Vendors Initiative for Social and Economic Transformation (VISET) takes note of the 2023 National Budget Presentation by the Minister of Finance and Economic Development Professor Mthuli Ncube on November 24 2022.
In our view, the budget falls way below expectations of informal economy expectations and indeed the majority poor that are trapped in survivalist mode of less than US$1.00 per day. We take a look at the particular sectors that we highlighted in the pre budget seminars attended by our members countrywide.
Social Protection
According to the World Food Programme (WFP), more than 3.8 million Zimbabweans in rural areas are at risk of starvation, 1.6 million in urban areas and some independent estimates saying 4.6 million children are living with malnutrition. These grim statistics would ordinarily mean that the Minister would increase the vote towards social protection, but in total only 1.12 percent of the budget was channelled towards this. The provisions that are outlined under social protection continue to be piecemeal and bureaucratic meaning that distribution takes lengthy intervals to reach intended beneficiaries meaning that value will have been eroded by the time it reaches intended beneficiaries. The cash transfer system currently in place for mostly urban dwellers and implemented with assistance from development partners has allegedly been manipulated by officials to favour certain groups of people.
Vulnerable groups such as people with disabilities are left scrambling for scant resources and we call upon the government to channel more resources to ensure access to funding to expand and grow their business, as most are in the informal sector owing to the lower barriers to entry.
Women, Gender, Equity and SMEs
The Minister in his presentation said that the focus was on ensuring mainstreaming of gender equality through empowering of women, the girl child and SMEs but this was in now way illustrated in the allocations. Empower Bank, the vehicle that government set aside for youths and SMEs was allocated ZWL 3 billion, which is in no way adequate to address needs of youths. Many of our membership has expressed frustration with the long turnaround period for funds disbursements, with some pointing out that the funds will oftentimes have depreciated in value when finally disbursed. The view was that the bank should decentralise its operations, as it was only in Harare and Bulawayo.

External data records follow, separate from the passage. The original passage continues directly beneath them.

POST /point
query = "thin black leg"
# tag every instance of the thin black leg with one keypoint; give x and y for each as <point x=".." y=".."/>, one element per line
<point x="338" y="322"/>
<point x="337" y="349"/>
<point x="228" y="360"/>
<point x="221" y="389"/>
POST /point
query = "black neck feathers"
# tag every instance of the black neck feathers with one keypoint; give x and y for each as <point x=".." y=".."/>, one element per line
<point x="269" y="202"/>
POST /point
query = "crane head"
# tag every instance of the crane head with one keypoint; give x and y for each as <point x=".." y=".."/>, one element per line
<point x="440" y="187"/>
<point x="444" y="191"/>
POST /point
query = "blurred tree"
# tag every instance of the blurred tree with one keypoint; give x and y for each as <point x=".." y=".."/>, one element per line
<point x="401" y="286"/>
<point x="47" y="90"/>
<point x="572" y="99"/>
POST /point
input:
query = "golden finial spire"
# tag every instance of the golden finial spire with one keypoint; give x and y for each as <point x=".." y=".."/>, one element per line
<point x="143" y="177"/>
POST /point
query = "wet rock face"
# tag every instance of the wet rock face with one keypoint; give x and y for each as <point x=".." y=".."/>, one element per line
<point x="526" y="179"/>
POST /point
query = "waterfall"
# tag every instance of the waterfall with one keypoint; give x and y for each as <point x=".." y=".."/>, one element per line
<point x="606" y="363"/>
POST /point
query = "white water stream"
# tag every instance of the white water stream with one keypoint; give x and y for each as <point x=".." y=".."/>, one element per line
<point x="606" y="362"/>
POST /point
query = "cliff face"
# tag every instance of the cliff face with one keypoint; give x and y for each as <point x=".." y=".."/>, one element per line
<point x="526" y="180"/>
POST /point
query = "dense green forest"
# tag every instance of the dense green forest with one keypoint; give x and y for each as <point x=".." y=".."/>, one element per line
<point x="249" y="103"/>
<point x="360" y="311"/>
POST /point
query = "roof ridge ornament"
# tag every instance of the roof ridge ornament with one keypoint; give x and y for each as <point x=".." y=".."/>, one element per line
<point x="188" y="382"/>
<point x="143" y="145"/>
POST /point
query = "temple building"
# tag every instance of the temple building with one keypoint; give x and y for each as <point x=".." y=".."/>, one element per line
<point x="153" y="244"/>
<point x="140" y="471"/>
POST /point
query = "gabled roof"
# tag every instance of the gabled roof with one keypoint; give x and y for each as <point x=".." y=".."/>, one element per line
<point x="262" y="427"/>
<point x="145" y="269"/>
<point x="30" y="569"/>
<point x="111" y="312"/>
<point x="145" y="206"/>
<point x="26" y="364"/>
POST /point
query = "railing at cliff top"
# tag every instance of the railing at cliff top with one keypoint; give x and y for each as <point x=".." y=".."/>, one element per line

The Small and Medium Enterprise Development Corporation (SMEDCO) and the Zimbabwe Women’s Microfinance Bank were each allocated ZWL 3 billion, however the concern is that these are entities with stringent conditions for lending, unlike funds such as the Women Development Fund and the Community Development Fund which were allocated paltry amounts of ZWL 330 million and ZWL 370 million respectively, yet are closer to women, as they are accessible through ward officers deployed throughout the country. Our membership, which consists of over 62 percent women has often cited that much as the Ministry is decentralised, often there are inadequate resources to meet demand, thereby giving rise to alleged prioritisation of applications on partisan lines.
Health
Many of our membership expressed concern at the lack of accessible primary health care, as should be accessible at local authority clinics in urban areas. Most of these face multiple crises of inadequate staff, equipment and drugs, with some reports of traders having to bribe staff in order to receive swift attention. The grim situation replicates itself at all major referral and district hospitals, with the Minister acknowledging a 13 percent vacancy rate amongst doctors and nurses, with it being more pronounced amongst specialist staff. The Abuja declaration speaks to governments dedicating at least 15 percent of the national budget expenditure to health, but the Minister has channelled only 11 percent to the sector, with no meaningful plan on how to retain staff and equip hospitals with much needed supplies.
Youth, Sport, Arts and Culture
We are heartened by the fact that part of our submissions were considered through the allocation by the Minister towards setting up of drug rehabilitation centres to tackle drug abuse amongst youths and the capacitation of vocational training centres.
We also acknowledge the allocation for the revamp of sports facilities and stadia, but at ZWL 1. 2 billion this falls way short of needs, considering the state of facilities throughout the country.
Devolution and Infrastructure Development
The Minister in his presentation did not specifically allocate an amount to market infrastructure development unlike in the 2022 budget and we view this as a retrogressive step. Instead, he seems to leave this to the respective local authorities as they will be allocated ZWL 195.5 billion in total, being 5 percent of anticipated revenue resources. This amount however is inadequate looking at the needs it must address, that range from market infrastructure, health, education, roads, water, sanitation along with purchase of plant and equipment.
Of concern is that government is yet to enact enabling policy, regulatory and institutional frameworks necessary to fully implement the devolution agenda, 9 years after the adoption of the constitution.
In conclusion, whilst the above is by no means an exhaustive analysis of the national budget, we at VISET sought to highlight some of the gaps that exist and will advocate through Parliament, for adjustments to be made to key provisions such as social protection in order to do away with piecemeal interventions that do not go to any lengths in addressing the needs of the vulnerable, who now make up the majority of our population.